Agency: Federal Energy Regulatory Commission
Status: Open

Comments: In August 2020, FERC officials told GAO that the Commission assembled a team to conduct a technical analysis to develop a plan with appropriate next steps to address GAO's recommendations. As part of this effort, FERC issued two documents. In June 2020, FERC issued a Notice of Inquiry seeking comments on (1) whether NERC's cybersecurity standards adequately address certain NIST Cybersecurity Framework categories, and (2) whether modifications to the cybersecurity standards would be appropriate to address the potential risk of a coordinated cyberattack on geographically distributed targets.
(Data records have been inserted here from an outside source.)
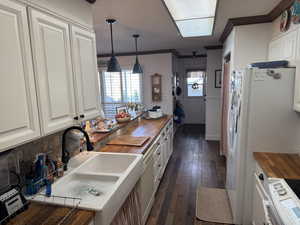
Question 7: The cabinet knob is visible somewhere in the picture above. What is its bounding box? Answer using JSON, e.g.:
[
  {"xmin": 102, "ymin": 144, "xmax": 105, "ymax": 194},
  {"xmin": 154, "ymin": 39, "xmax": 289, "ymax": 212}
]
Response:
[{"xmin": 258, "ymin": 173, "xmax": 265, "ymax": 180}]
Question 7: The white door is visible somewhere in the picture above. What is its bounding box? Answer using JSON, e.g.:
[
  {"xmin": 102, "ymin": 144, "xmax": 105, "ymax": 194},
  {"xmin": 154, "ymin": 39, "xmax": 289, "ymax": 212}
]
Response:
[
  {"xmin": 0, "ymin": 0, "xmax": 40, "ymax": 151},
  {"xmin": 30, "ymin": 10, "xmax": 76, "ymax": 134},
  {"xmin": 71, "ymin": 26, "xmax": 100, "ymax": 119}
]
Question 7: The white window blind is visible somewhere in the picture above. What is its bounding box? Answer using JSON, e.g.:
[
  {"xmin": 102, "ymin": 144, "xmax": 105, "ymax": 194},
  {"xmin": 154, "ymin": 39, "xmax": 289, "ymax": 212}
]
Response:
[{"xmin": 101, "ymin": 70, "xmax": 142, "ymax": 118}]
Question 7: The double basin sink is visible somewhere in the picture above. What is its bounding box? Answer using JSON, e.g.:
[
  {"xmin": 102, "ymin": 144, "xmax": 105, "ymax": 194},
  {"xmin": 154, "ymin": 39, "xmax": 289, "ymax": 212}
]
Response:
[{"xmin": 32, "ymin": 152, "xmax": 143, "ymax": 224}]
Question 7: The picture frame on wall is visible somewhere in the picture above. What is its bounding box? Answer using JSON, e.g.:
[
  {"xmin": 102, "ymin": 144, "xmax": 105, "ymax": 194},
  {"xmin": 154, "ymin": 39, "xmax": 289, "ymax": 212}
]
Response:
[{"xmin": 215, "ymin": 70, "xmax": 222, "ymax": 88}]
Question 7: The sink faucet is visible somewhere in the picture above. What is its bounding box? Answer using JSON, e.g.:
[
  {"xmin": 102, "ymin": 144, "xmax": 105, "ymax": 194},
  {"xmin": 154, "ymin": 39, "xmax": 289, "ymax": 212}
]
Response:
[{"xmin": 61, "ymin": 126, "xmax": 94, "ymax": 171}]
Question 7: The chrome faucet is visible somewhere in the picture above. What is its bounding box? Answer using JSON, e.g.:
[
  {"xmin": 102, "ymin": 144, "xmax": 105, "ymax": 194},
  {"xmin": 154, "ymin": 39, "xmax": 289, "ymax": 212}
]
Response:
[{"xmin": 61, "ymin": 126, "xmax": 94, "ymax": 171}]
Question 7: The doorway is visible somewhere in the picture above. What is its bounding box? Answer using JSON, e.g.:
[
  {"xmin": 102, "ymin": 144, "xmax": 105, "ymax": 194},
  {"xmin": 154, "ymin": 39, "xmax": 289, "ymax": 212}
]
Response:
[{"xmin": 182, "ymin": 69, "xmax": 206, "ymax": 124}]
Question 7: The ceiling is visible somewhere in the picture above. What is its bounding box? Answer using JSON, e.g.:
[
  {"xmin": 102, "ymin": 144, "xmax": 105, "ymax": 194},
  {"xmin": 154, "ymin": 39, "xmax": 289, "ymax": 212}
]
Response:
[{"xmin": 93, "ymin": 0, "xmax": 280, "ymax": 54}]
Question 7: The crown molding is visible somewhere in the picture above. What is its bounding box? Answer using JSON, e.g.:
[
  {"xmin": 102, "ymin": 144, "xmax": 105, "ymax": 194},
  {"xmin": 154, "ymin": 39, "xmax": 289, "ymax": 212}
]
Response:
[
  {"xmin": 97, "ymin": 49, "xmax": 180, "ymax": 58},
  {"xmin": 220, "ymin": 0, "xmax": 294, "ymax": 43},
  {"xmin": 204, "ymin": 45, "xmax": 223, "ymax": 50}
]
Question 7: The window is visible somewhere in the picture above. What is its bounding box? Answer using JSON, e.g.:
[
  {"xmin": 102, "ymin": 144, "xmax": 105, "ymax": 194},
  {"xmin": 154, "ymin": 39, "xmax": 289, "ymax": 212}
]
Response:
[
  {"xmin": 101, "ymin": 70, "xmax": 142, "ymax": 118},
  {"xmin": 163, "ymin": 0, "xmax": 217, "ymax": 37},
  {"xmin": 186, "ymin": 70, "xmax": 205, "ymax": 97}
]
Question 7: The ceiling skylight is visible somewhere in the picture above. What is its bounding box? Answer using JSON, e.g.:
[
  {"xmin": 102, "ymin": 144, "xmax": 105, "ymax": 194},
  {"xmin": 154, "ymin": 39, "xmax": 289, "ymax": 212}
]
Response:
[{"xmin": 163, "ymin": 0, "xmax": 217, "ymax": 37}]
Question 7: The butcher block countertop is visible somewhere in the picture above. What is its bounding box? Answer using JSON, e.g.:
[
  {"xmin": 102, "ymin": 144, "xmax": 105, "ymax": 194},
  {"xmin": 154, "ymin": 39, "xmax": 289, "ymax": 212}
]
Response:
[
  {"xmin": 7, "ymin": 116, "xmax": 172, "ymax": 225},
  {"xmin": 253, "ymin": 152, "xmax": 300, "ymax": 179},
  {"xmin": 99, "ymin": 116, "xmax": 172, "ymax": 154},
  {"xmin": 7, "ymin": 203, "xmax": 95, "ymax": 225}
]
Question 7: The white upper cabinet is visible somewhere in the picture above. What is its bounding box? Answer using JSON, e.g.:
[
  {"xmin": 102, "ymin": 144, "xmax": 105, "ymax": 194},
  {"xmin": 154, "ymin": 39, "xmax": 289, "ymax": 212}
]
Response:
[
  {"xmin": 0, "ymin": 0, "xmax": 40, "ymax": 151},
  {"xmin": 30, "ymin": 10, "xmax": 76, "ymax": 134},
  {"xmin": 71, "ymin": 26, "xmax": 100, "ymax": 119}
]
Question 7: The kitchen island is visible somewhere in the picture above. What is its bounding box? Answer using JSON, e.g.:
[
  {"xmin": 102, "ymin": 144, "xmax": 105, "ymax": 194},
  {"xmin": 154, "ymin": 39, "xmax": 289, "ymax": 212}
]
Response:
[{"xmin": 8, "ymin": 116, "xmax": 173, "ymax": 225}]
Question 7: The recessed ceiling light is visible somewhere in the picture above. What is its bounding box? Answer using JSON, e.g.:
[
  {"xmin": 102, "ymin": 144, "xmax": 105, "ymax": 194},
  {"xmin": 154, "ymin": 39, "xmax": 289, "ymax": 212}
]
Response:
[{"xmin": 163, "ymin": 0, "xmax": 217, "ymax": 37}]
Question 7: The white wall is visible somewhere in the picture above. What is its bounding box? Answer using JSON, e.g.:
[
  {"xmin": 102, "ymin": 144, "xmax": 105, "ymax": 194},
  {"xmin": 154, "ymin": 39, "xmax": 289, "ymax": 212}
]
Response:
[
  {"xmin": 205, "ymin": 49, "xmax": 222, "ymax": 140},
  {"xmin": 269, "ymin": 18, "xmax": 300, "ymax": 65},
  {"xmin": 101, "ymin": 53, "xmax": 173, "ymax": 115},
  {"xmin": 21, "ymin": 0, "xmax": 93, "ymax": 28},
  {"xmin": 177, "ymin": 57, "xmax": 206, "ymax": 124}
]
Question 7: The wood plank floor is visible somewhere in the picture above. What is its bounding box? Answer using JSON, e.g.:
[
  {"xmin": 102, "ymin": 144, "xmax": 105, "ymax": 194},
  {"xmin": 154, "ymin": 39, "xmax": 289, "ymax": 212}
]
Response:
[{"xmin": 146, "ymin": 125, "xmax": 226, "ymax": 225}]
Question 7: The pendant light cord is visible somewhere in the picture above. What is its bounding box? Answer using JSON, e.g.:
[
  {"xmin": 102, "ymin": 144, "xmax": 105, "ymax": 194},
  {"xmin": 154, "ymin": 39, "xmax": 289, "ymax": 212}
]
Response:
[
  {"xmin": 135, "ymin": 37, "xmax": 138, "ymax": 58},
  {"xmin": 109, "ymin": 23, "xmax": 115, "ymax": 55}
]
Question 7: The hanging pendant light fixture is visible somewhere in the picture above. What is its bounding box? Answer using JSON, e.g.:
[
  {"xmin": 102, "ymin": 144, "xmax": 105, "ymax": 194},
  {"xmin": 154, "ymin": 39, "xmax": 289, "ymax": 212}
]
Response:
[
  {"xmin": 106, "ymin": 19, "xmax": 122, "ymax": 72},
  {"xmin": 132, "ymin": 34, "xmax": 143, "ymax": 73}
]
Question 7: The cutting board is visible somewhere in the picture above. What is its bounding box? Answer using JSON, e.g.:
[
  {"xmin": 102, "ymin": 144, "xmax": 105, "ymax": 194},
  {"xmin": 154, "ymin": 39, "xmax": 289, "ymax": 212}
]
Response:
[{"xmin": 107, "ymin": 135, "xmax": 150, "ymax": 147}]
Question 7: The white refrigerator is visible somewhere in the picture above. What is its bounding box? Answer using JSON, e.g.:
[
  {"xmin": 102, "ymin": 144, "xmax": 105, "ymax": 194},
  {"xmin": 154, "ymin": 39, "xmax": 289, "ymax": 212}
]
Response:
[{"xmin": 226, "ymin": 68, "xmax": 300, "ymax": 225}]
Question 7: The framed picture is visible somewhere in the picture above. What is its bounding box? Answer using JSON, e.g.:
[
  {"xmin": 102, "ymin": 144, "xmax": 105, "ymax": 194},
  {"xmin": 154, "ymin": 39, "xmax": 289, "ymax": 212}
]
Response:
[
  {"xmin": 215, "ymin": 70, "xmax": 222, "ymax": 88},
  {"xmin": 116, "ymin": 106, "xmax": 128, "ymax": 114}
]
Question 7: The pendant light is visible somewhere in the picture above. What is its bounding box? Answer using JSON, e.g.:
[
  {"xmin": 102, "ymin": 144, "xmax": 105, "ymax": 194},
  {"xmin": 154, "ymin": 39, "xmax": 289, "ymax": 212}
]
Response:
[
  {"xmin": 106, "ymin": 19, "xmax": 122, "ymax": 72},
  {"xmin": 132, "ymin": 34, "xmax": 143, "ymax": 73}
]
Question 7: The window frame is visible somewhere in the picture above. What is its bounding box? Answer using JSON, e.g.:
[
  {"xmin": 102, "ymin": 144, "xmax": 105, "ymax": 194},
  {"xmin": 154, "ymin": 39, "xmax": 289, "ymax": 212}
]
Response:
[
  {"xmin": 184, "ymin": 68, "xmax": 207, "ymax": 99},
  {"xmin": 99, "ymin": 66, "xmax": 144, "ymax": 110}
]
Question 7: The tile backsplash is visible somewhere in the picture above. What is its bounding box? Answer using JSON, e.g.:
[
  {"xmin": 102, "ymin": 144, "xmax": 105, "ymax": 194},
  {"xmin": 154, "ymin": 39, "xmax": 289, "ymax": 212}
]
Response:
[{"xmin": 0, "ymin": 131, "xmax": 82, "ymax": 190}]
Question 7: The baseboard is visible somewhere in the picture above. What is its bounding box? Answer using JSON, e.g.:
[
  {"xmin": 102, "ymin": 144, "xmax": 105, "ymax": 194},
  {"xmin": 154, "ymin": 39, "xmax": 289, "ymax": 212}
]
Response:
[{"xmin": 205, "ymin": 134, "xmax": 221, "ymax": 141}]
Additionally, in June 2020, FERC issued a white paper exploring a new framework for providing incentives to transmission facilities for cybersecurity investments that exceed the requirements of NERC's cybersecurity standards. The incentives are designed, in part, to incentivize cybersecurity investments by facilities that are not covered by NERC's cybersecurity standards, according to FERC officials. As of October 2020, this recommendation remains open.

Recommendation: FERC should provide standard language and procedures to its staff on how to record information collected during inspections, including how and where to record information about safety deficiencies, in order to facilitate analysis of safety deficiencies across FERC's portfolio of regulated dams. (Recommendation 1)

Agency: Federal Energy Regulatory Commission
Status: Open

Comments: In February 2020, GAO confirmed that FERC had developed new standard operating procedures related for tracking deficiencies and follow-up items arising from dam safety inspections and other dam safety reviews. In addition, FERC told GAO that they plan to update their tracking system beginning in fiscal year 2021, which will facilitate the complete recording and subsequent analysis of safety deficiencies from inspections across FERC's portfolio of regulated dams. GAO will continue to monitor FERC's efforts to implement this recommendation.

Recommendation: FERC should use information from its inspections to assess safety risks across its portfolio of regulated dams to identify and prioritize safety risks at a national level. (Recommendation 2)

Agency: Federal Energy Regulatory Commission
Status: Open

Comments: In January 2019, FERC told GAO that it had begun developing a screening-level risk-assessment program to assess safety risks across the inventory of regulated dams and to help guide safety decisions. In February 2020, GAO confirmed that FERC had completed this screening-level risk assessment, and conducted some preliminary analysis of the results. In addition, FERC told GAO that the results of the screening level risk analyses will be used to revise the potential timing, frequency, and technical disciplines represented on dam safety inspections; to confirm or revise the urgency of existing and potential new follow up dam safety actions; and to identify previously unrecognized dam safety concerns and issues; to identify new dam safety priorities. GAO will continue to monitor FERC's efforts to implement this program.

Recommendation: FERC should regularly assess the overall performance of capacity markets by developing goals for assessing capacity market performance, measuring the performance of capacity markets against these goals, and using performance information to make changes as needed to capacity markets. To do so, FERC should leverage data and information already being collected by FERC, the RTOs, and the independent market monitors. (Recommendation 2)

Agency: Federal Energy Regulatory Commission
Status: Open

Comments: As of May 2020, FERC is in the process of taking steps to address this recommendation.

Recommendation: FERC should develop and document an approach to regularly identify, assess, and respond to risks that capacity markets face. (Recommendation 3)

Agency: Federal Energy Regulatory Commission
Status: Open

Comments: As of May 2020, FERC is in the process of taking steps to address this recommendation.